Muslos de pollo al horno con pimentón y vino blanco Recipe
Este plato recuerda a las comidas caseras de las regiones españolas, donde el pollo asado con verduras llega a la mesa los domingos, cuando toda la familia se reúne para compartir. Los muslos se hornean junto con pimiento, cebolla y ajo, y el vino blanco crea una salsa aromática. Los sabores son similares al pollo al vino francés, pero con un marcado acento de pimentón dulce y aceite de oliva.
Estos muslos de pollo al horno con pimentón y vino blanco son de esos platos cuyo aroma llena toda la casa antes de que lleguen los invitados. La carne se hornea junto con las verduras y el vino, creando una salsa natural y profunda con notas de pimentón dulce, ajo y hierbas, sin técnicas complicadas. Es un poco como el pollo asado dominical de la infancia, pero trasladado al ambiente mediterráneo.
Consejos del chef
Antes de hornear, seca bien los muslos con papel de cocina: la piel seca se dora mucho mejor y queda realmente crujiente. Añade el vino con cuidado por los lados de la fuente, para no arrastrar las especias de la superficie de la carne; así la piel se dorará y la salsa recogerá igualmente todo el sabor. Si tu horno tiene ventilador, puedes encenderlo en los últimos 5 minutos de cocción, vigilando que la piel no se queme.
Sugerencias de servicio
Sirve los muslos directamente del horno, con las verduras y abundante salsa: combinan de maravilla con patatas asadas, arroz o un trozo de pan rústico para mojar.
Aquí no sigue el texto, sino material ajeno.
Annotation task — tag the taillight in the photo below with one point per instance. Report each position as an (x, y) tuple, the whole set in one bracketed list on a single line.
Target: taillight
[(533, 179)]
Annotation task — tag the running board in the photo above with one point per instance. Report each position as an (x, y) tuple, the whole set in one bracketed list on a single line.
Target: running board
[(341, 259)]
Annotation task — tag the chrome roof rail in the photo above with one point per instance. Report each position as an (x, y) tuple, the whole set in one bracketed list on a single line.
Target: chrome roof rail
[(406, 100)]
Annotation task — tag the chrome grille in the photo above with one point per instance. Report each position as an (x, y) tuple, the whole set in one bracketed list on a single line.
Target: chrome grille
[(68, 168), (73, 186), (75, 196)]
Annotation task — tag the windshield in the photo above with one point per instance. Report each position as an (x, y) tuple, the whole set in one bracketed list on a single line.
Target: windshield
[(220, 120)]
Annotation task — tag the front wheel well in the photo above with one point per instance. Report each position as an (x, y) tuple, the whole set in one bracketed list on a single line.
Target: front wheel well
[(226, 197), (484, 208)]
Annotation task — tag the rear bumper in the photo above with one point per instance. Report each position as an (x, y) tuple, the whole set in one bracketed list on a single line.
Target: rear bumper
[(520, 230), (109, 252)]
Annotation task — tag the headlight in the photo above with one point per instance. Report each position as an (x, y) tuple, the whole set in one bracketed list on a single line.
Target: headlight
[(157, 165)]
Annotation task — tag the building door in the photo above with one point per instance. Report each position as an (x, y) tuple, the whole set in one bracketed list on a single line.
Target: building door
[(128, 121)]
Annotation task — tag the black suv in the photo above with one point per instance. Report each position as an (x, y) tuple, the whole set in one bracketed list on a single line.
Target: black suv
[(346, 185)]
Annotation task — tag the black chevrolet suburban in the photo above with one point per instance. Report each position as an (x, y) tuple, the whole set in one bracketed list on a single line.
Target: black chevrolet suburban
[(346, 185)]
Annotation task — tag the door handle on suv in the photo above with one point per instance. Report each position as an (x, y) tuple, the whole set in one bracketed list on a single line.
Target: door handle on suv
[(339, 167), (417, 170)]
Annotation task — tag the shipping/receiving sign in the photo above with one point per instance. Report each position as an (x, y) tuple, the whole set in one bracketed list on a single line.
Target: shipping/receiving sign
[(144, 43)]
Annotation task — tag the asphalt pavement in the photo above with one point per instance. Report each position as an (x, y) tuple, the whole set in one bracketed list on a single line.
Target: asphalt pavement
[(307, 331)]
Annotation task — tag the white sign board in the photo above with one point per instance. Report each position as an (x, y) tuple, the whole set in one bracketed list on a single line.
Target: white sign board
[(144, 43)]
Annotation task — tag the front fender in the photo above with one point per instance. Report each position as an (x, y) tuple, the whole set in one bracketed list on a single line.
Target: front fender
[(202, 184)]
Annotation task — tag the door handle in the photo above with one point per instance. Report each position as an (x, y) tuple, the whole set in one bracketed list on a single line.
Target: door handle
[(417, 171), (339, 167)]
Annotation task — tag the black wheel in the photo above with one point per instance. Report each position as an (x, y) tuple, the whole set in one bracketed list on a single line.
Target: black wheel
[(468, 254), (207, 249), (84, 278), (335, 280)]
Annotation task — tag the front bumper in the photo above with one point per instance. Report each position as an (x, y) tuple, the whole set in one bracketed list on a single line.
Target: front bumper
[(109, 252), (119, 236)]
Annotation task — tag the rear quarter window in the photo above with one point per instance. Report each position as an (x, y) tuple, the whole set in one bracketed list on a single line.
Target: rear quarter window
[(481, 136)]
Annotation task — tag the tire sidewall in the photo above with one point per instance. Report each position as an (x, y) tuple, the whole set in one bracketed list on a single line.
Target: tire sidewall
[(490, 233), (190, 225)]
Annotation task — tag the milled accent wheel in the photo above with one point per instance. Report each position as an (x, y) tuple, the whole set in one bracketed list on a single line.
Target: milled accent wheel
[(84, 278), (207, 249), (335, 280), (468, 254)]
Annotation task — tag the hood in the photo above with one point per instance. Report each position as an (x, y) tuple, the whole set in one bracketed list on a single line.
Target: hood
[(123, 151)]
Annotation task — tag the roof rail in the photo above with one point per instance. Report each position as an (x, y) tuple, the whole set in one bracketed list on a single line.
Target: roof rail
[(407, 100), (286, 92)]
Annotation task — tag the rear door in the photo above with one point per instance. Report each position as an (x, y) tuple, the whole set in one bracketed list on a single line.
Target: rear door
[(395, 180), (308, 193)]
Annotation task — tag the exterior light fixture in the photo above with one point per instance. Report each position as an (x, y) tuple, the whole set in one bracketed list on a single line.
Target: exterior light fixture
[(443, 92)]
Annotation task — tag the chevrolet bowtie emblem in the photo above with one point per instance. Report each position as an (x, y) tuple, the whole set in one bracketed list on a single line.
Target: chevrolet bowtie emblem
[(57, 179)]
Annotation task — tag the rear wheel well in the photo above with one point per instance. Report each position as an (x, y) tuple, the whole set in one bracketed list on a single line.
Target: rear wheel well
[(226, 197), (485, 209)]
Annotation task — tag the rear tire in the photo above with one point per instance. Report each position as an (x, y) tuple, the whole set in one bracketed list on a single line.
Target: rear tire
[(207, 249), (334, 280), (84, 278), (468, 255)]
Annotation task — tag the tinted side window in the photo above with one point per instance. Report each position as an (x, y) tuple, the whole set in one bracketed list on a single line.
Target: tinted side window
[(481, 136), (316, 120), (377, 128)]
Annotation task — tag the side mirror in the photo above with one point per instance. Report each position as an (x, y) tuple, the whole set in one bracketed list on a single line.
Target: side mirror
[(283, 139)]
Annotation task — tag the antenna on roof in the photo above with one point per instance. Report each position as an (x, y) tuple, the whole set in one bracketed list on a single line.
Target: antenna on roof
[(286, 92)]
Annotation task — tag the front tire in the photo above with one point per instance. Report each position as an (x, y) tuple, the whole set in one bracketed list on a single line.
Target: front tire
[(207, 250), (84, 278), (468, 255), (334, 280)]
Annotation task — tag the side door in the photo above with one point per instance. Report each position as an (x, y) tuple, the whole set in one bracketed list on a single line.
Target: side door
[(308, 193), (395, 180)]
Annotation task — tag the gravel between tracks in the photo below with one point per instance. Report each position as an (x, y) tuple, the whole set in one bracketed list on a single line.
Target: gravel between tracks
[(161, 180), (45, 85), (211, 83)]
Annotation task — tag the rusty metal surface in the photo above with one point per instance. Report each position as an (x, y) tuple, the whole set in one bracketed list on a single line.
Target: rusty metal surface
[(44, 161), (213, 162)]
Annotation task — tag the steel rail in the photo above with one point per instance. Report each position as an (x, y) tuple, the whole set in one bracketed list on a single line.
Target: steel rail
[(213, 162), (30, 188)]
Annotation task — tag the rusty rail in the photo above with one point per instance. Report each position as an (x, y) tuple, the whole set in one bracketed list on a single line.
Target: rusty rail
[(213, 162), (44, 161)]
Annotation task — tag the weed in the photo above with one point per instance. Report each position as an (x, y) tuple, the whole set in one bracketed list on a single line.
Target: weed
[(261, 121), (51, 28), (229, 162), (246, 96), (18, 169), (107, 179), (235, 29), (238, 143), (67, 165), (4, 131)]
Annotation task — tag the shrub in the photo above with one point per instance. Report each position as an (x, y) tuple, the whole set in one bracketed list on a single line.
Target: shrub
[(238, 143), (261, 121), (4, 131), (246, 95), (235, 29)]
Este plato pide casi a gritos una copa de vino blanco seco, preferiblemente el mismo que has usado para hornear. Es ideal para el domingo, cuando invitas a la familia a una comida tardía y quieres algo vistoso sin pasarte medio día en la cocina.
Ingredientes
- muslos de pollo con hueso y piel, unos 1,2 kg - 8 piezas
- pimiento rojo grandes - 2 piezas
- cebolla medianas - 2 piezas
- ajo - 5 dientes
- vino blanco seco - 150 ml
- caldo de pollo - 150 ml
- pimentón dulce en polvo - 2 cucharaditas
- pimentón ahumado en polvo opcional, pero muy recomendable - 1 cucharadita
- aceite de oliva - 3 cucharadas
- hoja de laurel - 2 piezas
- tomillo hojas secas o unas ramitas frescas - 1 cucharadita
- sal al gusto
- pimienta negra recién molida, al gusto
Preparación
- Precalienta el horno a 190°C (calor arriba y abajo). Unta ligeramente con aceite una fuente grande para horno.
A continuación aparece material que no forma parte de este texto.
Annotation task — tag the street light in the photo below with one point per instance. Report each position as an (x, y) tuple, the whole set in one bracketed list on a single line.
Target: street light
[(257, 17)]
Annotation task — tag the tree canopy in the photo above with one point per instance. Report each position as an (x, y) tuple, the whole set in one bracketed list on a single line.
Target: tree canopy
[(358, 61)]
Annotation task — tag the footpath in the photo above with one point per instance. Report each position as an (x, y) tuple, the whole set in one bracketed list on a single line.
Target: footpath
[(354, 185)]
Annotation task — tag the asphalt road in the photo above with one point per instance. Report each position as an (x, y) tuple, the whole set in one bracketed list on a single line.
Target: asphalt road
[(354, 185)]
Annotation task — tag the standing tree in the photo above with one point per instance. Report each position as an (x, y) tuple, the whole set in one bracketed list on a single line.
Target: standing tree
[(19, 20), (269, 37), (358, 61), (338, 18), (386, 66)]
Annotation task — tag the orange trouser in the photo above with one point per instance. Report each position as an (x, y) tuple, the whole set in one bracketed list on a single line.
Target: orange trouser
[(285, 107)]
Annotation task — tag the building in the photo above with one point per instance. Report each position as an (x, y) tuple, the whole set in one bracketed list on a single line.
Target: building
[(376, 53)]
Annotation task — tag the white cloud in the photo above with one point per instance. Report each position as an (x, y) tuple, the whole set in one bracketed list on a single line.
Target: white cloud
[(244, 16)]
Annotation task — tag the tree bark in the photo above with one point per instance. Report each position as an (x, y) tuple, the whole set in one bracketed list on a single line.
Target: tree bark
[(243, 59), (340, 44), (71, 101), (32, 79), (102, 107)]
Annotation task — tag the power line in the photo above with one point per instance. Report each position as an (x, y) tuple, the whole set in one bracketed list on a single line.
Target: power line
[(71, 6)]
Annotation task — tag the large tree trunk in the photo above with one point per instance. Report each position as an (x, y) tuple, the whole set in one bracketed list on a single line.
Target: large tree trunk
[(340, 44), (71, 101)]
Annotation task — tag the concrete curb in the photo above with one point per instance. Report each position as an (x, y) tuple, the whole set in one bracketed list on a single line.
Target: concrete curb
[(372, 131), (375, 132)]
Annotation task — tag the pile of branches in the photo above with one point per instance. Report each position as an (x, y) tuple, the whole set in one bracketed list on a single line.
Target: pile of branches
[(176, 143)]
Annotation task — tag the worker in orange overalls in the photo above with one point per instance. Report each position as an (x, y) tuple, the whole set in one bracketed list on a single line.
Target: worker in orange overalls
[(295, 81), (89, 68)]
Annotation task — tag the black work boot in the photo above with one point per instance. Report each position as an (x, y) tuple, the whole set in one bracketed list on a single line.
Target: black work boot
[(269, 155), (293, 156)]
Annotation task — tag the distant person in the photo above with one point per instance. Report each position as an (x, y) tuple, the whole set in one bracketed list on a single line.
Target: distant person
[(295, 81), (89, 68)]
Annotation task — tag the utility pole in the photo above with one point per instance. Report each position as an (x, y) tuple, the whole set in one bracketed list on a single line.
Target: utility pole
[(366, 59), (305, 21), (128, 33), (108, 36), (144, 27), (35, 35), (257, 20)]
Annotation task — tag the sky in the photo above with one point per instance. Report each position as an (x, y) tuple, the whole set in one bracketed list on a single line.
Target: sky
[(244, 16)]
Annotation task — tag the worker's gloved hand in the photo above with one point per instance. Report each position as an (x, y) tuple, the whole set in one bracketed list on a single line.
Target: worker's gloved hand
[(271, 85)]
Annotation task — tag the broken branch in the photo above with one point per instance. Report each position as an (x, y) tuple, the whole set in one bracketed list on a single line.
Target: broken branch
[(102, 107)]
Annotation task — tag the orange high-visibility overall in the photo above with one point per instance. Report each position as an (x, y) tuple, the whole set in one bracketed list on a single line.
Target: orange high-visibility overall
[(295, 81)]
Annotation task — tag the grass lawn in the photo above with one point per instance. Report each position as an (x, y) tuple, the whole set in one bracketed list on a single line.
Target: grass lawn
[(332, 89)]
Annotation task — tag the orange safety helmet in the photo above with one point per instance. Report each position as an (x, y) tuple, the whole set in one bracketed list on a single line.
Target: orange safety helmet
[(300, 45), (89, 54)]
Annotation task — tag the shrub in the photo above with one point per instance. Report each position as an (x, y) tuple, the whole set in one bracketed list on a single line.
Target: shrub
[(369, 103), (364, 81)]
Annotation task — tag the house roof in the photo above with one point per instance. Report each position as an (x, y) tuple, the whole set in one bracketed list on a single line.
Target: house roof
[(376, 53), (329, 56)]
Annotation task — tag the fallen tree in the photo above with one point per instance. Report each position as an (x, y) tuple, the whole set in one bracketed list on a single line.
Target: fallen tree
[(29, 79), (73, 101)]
- Seca los muslos de pollo con papel de cocina. Espolvoréalos por ambos lados con sal, pimienta, 1 cucharadita de pimentón dulce y la mitad del pimentón ahumado, si lo usas. Frota las especias sobre la carne.
- Limpia los pimientos de semillas y córtalos en tiras gruesas. Pela las cebollas y córtalas en plumas. Pela los dientes de ajo; corta 3 en láminas y deja 2 enteros, aplastándolos ligeramente con el cuchillo.
- Coloca el pimiento, la cebolla y el ajo en el fondo de la fuente. Rocía con 1 cucharada de aceite, espolvorea con el resto del pimentón dulce, el tomillo y una pizca de sal. Mezcla con las manos.
- Coloca los muslos sobre las verduras con la piel hacia arriba. Rocía con el resto del aceite.
- Vierte el vino blanco y el caldo en la fuente, procurando no mojar directamente la piel del pollo para que pueda dorarse bien. Añade las hojas de laurel.
- Introduce la fuente en el horno y hornea unos 45–55 minutos, hasta que la piel esté bien dorada y crujiente y, al pinchar la carne, los jugos salgan transparentes.
- A mitad de la cocción, riega suavemente los muslos con la salsa que se haya formado en el fondo de la fuente, procurando no arrastrar todas las especias de la superficie de la piel.
- Al sacar del horno, deja reposar la fuente 5–10 minutos para que la carne se asiente. Sirve los muslos con las verduras y la salsa del fondo de la fuente.
Conservación
Guarda el pollo con la salsa en un recipiente hermético en la nevera hasta 3 días. Caliéntalo tapado en el horno o en un cazo a fuego suave, añadiendo un poco de agua o caldo si la salsa se ha reducido demasiado.